What are you planning to do?


----------



## TH3UKRIDDL3R (May 2, 2009)

nordic said:


> Man, sad to hear this again...
> Honestly, I think oil pump is not something too expensive and complicated to replace, I would've replaced it when the sump was removed for piece of mind.
> 
> Not sure if it can cause this, was the pump chain tensioner fine?
> ...


The oil pump was fine before, chain was too. The engine met all of Audi requirements for pressure when 4-rings came and done a pressure test, but the car has done a few thousand more miles since then and I'm aware the pumps aren't the most reliable hence the reason I'm ticking other boxes before I change it. Eurocarparts have them in stock for £83.94 and there is one in Crayford now.

Not to sure about the tensioner now though. If i'm honest i wouldn't know what to be looking for lol I can change something if someone shows me or I have the laptop out and the ******** up, but dont ask me whats where in the enginebay :roll:

So tomorrow morning its change the oil filter, Check pressure. If its holding steady then happy days if not its a quick trip to ECP the sumps coming off and the pump is getting changed too.


----------



## nordic (Apr 26, 2010)

Please keep us posted, I think many of us here are interested! [smiley=gossip.gif] I'm doing mine next week.
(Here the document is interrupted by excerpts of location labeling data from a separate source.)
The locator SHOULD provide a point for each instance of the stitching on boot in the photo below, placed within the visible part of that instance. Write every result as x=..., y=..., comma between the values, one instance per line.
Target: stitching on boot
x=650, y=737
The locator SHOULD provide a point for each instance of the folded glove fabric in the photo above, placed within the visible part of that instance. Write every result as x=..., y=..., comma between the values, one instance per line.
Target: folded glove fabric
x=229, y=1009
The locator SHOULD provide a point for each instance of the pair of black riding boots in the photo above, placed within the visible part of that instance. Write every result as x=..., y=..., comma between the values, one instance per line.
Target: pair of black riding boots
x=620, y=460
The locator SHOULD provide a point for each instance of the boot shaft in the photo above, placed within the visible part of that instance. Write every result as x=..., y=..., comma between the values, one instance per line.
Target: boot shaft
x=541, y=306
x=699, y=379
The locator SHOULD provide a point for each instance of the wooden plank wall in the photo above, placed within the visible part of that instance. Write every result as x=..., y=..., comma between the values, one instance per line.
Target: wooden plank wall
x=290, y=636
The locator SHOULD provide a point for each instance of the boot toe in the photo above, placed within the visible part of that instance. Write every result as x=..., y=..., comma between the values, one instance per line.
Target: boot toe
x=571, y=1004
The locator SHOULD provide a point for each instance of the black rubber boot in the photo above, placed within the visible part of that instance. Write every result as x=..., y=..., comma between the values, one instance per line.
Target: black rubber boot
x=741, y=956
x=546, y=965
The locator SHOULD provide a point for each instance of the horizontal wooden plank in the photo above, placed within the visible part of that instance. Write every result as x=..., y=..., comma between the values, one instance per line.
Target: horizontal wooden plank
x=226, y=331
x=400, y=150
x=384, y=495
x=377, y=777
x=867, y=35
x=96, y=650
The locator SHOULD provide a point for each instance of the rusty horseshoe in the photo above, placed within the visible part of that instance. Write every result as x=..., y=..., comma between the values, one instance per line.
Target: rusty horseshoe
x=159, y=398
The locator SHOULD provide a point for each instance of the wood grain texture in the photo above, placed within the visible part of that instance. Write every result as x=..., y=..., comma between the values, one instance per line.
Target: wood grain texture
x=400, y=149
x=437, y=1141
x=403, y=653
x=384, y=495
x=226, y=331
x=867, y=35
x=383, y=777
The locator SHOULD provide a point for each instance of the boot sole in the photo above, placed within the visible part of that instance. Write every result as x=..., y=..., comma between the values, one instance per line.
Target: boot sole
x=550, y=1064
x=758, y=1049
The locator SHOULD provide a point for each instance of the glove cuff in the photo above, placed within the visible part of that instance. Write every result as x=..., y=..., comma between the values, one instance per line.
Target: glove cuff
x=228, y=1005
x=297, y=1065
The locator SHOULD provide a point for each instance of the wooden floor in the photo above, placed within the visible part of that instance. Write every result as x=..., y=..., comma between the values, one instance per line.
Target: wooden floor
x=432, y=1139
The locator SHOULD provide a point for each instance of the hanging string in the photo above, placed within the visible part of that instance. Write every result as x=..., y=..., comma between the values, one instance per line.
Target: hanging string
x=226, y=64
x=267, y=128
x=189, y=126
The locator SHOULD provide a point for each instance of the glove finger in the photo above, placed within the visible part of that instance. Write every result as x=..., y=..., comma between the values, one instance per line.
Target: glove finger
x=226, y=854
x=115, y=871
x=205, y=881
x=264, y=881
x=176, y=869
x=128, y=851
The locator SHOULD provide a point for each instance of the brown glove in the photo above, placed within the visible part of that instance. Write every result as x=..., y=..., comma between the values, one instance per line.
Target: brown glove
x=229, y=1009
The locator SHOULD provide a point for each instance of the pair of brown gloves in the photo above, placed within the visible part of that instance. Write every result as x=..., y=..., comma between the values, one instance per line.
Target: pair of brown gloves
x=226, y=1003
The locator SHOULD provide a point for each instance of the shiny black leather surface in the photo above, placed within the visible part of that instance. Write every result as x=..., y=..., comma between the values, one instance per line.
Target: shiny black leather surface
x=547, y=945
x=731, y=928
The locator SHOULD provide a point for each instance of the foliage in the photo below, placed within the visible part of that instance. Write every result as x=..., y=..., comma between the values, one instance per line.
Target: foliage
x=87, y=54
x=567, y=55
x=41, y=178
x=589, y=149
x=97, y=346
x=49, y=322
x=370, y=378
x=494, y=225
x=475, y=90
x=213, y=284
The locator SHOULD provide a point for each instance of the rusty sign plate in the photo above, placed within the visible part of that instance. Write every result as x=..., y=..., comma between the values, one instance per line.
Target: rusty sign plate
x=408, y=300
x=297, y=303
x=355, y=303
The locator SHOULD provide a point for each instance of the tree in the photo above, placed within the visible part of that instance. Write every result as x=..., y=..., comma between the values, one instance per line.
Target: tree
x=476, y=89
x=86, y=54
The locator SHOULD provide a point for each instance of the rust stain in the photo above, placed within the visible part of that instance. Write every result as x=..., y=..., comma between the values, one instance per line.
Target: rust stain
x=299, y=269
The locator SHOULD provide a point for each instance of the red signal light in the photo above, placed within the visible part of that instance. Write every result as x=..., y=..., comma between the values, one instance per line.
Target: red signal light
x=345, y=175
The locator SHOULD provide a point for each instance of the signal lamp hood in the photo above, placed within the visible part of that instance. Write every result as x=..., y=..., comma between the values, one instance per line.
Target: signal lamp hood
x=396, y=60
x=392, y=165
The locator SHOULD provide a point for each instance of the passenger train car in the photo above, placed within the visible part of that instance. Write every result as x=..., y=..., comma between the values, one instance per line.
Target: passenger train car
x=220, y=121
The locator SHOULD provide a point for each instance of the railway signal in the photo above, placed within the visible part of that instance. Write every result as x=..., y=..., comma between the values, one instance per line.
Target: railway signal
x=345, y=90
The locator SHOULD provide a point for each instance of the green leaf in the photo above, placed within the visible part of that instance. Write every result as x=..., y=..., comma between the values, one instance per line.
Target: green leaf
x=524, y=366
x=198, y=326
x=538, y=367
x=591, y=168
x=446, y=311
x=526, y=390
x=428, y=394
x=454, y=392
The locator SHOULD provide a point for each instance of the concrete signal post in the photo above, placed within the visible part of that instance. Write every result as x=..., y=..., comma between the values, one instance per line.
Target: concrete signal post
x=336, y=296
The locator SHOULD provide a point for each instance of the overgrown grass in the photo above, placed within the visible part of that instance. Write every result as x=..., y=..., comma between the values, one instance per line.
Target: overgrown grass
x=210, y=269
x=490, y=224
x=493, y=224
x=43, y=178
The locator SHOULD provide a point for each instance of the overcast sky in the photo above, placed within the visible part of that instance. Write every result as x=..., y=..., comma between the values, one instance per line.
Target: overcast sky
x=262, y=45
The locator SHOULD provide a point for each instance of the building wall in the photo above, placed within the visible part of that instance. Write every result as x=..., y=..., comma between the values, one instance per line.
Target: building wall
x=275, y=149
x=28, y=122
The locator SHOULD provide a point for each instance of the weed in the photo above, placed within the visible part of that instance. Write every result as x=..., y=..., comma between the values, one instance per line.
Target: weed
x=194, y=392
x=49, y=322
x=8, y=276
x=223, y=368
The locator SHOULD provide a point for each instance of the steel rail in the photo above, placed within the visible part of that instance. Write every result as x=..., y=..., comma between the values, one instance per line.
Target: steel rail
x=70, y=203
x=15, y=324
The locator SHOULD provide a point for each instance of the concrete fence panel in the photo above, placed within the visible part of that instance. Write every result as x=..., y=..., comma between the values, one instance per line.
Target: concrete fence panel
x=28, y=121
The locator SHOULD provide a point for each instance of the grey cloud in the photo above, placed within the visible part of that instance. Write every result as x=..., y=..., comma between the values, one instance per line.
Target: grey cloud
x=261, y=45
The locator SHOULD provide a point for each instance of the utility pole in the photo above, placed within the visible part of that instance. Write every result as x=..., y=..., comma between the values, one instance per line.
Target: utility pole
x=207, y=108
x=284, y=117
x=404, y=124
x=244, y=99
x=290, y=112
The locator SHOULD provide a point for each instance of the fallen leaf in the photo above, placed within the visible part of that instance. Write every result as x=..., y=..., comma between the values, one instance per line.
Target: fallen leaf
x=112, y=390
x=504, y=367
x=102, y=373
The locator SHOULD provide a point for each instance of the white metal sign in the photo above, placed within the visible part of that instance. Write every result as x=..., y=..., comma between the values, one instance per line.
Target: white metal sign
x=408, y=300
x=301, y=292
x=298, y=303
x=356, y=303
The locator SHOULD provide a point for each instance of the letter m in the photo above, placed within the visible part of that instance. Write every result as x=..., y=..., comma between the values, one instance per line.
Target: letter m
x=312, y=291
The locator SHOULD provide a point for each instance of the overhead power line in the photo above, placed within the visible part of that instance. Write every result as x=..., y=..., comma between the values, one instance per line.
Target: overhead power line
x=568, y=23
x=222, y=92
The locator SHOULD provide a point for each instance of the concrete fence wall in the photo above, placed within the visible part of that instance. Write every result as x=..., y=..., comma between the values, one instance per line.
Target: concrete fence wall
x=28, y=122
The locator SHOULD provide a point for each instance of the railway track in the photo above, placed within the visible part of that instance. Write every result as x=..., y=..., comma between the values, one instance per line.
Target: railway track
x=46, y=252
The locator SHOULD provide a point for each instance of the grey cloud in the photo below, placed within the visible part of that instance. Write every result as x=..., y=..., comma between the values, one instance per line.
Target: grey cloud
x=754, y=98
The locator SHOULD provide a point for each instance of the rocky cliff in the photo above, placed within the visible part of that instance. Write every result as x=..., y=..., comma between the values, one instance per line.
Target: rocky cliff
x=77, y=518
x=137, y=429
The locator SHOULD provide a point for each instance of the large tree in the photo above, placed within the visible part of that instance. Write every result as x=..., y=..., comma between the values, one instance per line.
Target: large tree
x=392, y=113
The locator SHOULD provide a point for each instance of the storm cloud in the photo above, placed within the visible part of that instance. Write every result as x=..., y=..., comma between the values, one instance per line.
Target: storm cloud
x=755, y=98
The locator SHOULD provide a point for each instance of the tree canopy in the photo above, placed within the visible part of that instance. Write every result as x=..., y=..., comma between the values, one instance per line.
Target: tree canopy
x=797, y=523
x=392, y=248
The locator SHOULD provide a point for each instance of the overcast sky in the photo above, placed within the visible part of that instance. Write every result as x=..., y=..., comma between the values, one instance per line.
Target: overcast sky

As for tensioner, it's slightly visible on one of your pictures. Looks ok...


----------



## TH3UKRIDDL3R (May 2, 2009)

Fingers crossed I don't have to drop the sump. But if I'm honest I will probably do it anyway for piece of mind.

I'm hoping for a nice dry weekend... Last time I was under the TT it's was p***ing down.

Sent from my iPhone using Tapatalk


----------



## TTMBTT (Jul 22, 2010)

At that mileage before you start to dig deep into quite expensive repairs, try renewing the oil
pressure sender, it's just that you have had the oil pressure checked and it seems to be fine which
to me points to the sender being weak :idea:


----------



## TH3UKRIDDL3R (May 2, 2009)

TTMBTT said:


> At that mileage before you start to dig deep into quite expensive repairs, try renewing the oil
> pressure sender, it's just that you have had the oil pressure checked and it seems to be fine which
> to me points to the sender being weak :idea:


The oil pressure was tested months ago after the strainer became blocked. I'm aware of the repair costs....Hence the reason i'm working my way towards the more expensive repairs rather than just jumping in. I'm pretty confident that if the oil filter doesn't remove the problem that changing the oil pump will. I ran the engine last night when I got in and it held pressure for the few minutes it was running :?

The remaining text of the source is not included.